Set up a business checking account so that it’s easy to keep your personal and business finances separate. This is where you’ll deposit the income from your renters and withdraw money to pay for your business-related expenses. Then, you’ll need a business savings account to set aside money for your home sharing taxes.
“An important thing to note: Airbnb only sends you a 1099 if you’ve earned $20,000 and have had over 200 reservations during the year,” says financial coach Maggie Germano. However, you will still need to pay self-employment tax on this income so the IRS doesn’t come knocking.
4. Track Your Expenses
Like any business, there are some costs associated with home sharing. Sure, you’re receiving extra cash from your rental income, but you’ll also need to spend money if you want your side business to be a success. For example, you may need to invest in a housekeeper after each rental term, or purchase more amenities for the space as they deplete. That means you’ll have to keep receipts for absolutely everything you purchase for your rental space.

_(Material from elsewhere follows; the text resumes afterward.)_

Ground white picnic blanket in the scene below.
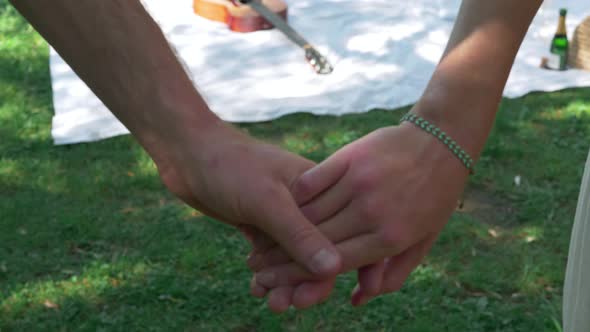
[50,0,590,144]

“I would advise that you keep track of any and all spending associated with your Airbnb space. Even the little things, like towels and toiletries, can add up and help when it comes to taxes,” says Germano.
If you made a purchase to support your rental business, it’s most likely tax deductible. And if you rented your space for more than 14 days, you can also deduct any fees related to hosting, like Airbnb’s 3 percent host service fee.
5. Understand Occupancy Taxes
Last but not least, you may need to collect occupancy taxes for your rental space, so don’t forget to check your local ordinances to determine if these taxes apply to your area. Luckily, if you’re renting through a home sharing company, it may collect and submit occupancy taxes on your behalf.
Know the Rules Before You Start
In the sharing economy, it’s easy to turn your extra space into extra cash. But it’s also important to stay on top of your tax situation and know the local laws and regulations.
“Many people are surprised about the taxation with Airbnb. I have clients who think they can write off their entire rent — which is not even close. There’s a great deal of required record keeping,” says Eisenkraft.
Play it safe: Know what you can and can’t write off, and understand the 14-day rule. When you set aside enough for taxes, you’ll be able to enjoy your side hustle without all the hassle.